In the broadest terms, then, the transformation framework comprises three inquiries: the presenting situation, the horizon of preferred future, and the development of change processes linking the two. The movement from the present toward the desired future is not a straight line. Rather, it represents a dynamic set of initiatives that set in motion change processes and promote long-term change strategies, while providing responses to specific, immediate needs. Conflict transformation faces these challenges: What kind of changes and solutions are needed? At what levels? Around which issues? Embedded in which relationships?

 

Such a framework emphasizes the challenge of how to end something not desired and how to build something that is desired. Remember, this approach connects resolution practices that have often looked for ways to end a particular “iteration” or repetition of conflict with a transformation orientation that works at building ongoing change at relational and structural levels. On the one hand, this framework deals with presenting problems and the content of the conflict, seeking to find mutually acceptable solutions to both. These are often processes that reduce violence and the continued escalation of conflict. On the other hand, this approach goes beyond negotiating solutions and builds toward something new. This requires the negotiation of change processes rising from a broader understanding of relational patterns and historical context.

 

Transformation negotiates both solutions and social change initiatives. It requires a capacity to see through and beyond the presenting issues to the deeper patterns, while seeking creative responses that address real-life issues in real time. However, to more fully comprehend this approach we need to understand more completely how platforms for constructive change are conceptualized and developed as process-structures.

 

 

Process-Structures as Platforms for Change

 

With our conceptual map or diagram in mind, we must now consider how transformation actually operates. Our key challenge is this: how to develop and sustain a platform or strategic plan that has a capacity to adapt and generate ongoing desired change, while at the same responding creatively to immediate needs. We can do this by thinking about platforms as process-structures.

 

In the New Sciences, process-structures are described as natural phenomena that are dynamic, adaptive, and changing, while at the same time maintaining a functional and recognizable form and structure. Margaret Wheatley refers to them as “things that maintain form over time yet have no rigidity of structure.” [2] They are also, paradoxically, phenomena which are both circular and linear. By making these two terms—“process” and “structure”—into a single hyphenated word, we emphasize the reality that in a single concept we combine two interdependent characteristics: adaptability and purpose.

 

Conflict transformation envisions conflict and our response to conflict as the creation of processes having these two characteristics. Change itself has the feel of a process-structure. We are reminded to explore more closely how we might understand the differences and contributions of circles and lines.

 

Both circular and linear

 

Circular means things go around. Sometimes the word circular has a negative implication, as in circular thinking. Circular also has positive implications. First, it reminds us that things are connected and in relationship. Second, it suggests that the growth of something often nourishes itself from its own process and dynamic. Third, and most critical to our inquiry, the concept of circularity reminds us that processes of change are not one-directional.
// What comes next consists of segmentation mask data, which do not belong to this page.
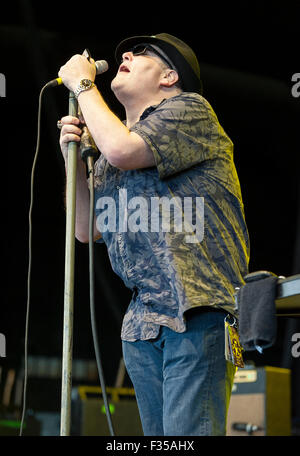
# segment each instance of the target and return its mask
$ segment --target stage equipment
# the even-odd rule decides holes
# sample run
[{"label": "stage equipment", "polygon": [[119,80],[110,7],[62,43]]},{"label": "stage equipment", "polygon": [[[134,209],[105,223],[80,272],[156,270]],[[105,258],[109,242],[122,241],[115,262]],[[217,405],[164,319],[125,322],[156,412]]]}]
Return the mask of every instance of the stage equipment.
[{"label": "stage equipment", "polygon": [[[267,277],[276,276],[270,271],[255,271],[244,277],[246,283],[258,282]],[[239,290],[239,288],[236,288]],[[236,294],[237,299],[237,294]],[[275,295],[276,316],[299,317],[300,316],[300,274],[289,277],[277,276]],[[239,302],[236,300],[235,310],[239,310]]]},{"label": "stage equipment", "polygon": [[291,435],[289,369],[238,369],[228,410],[227,435]]},{"label": "stage equipment", "polygon": [[[109,408],[119,435],[143,435],[133,388],[106,389]],[[106,412],[101,388],[79,386],[72,389],[72,436],[107,436]]]}]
This is particularly important to keep in mind as we experience the ebb and flow of our efforts to create platforms for constructive response.

 

Circularity suggests that we need to think carefully about how social change actually happens. Often we look at change through a rear-view mirror, observing the pattern of how something got from one place to another. But, when we are in the middle of change, and when we are looking forward toward what can be done, the process of change never seems clear or neat. The circle reminds us that change is not evenly paced, nor is it one-directional.

 

The circle of change

 

We can begin by placing the circle in chronological time (see Figure 2). To do this, I have found it useful to pay attention to what change actually feels like, especially when the persons involved care deeply about certain kinds of social change or are in the middle of a difficult conflict. Figure 2 identifies four common experiences, each very different, each wrapped up with the other, each part of the circle of change.

 

Sometimes we feel as if desired change is happening, as if there is progress. Things are moving forward in a desired direction, toward the goals or aspirations we hold for ourselves and our relationships.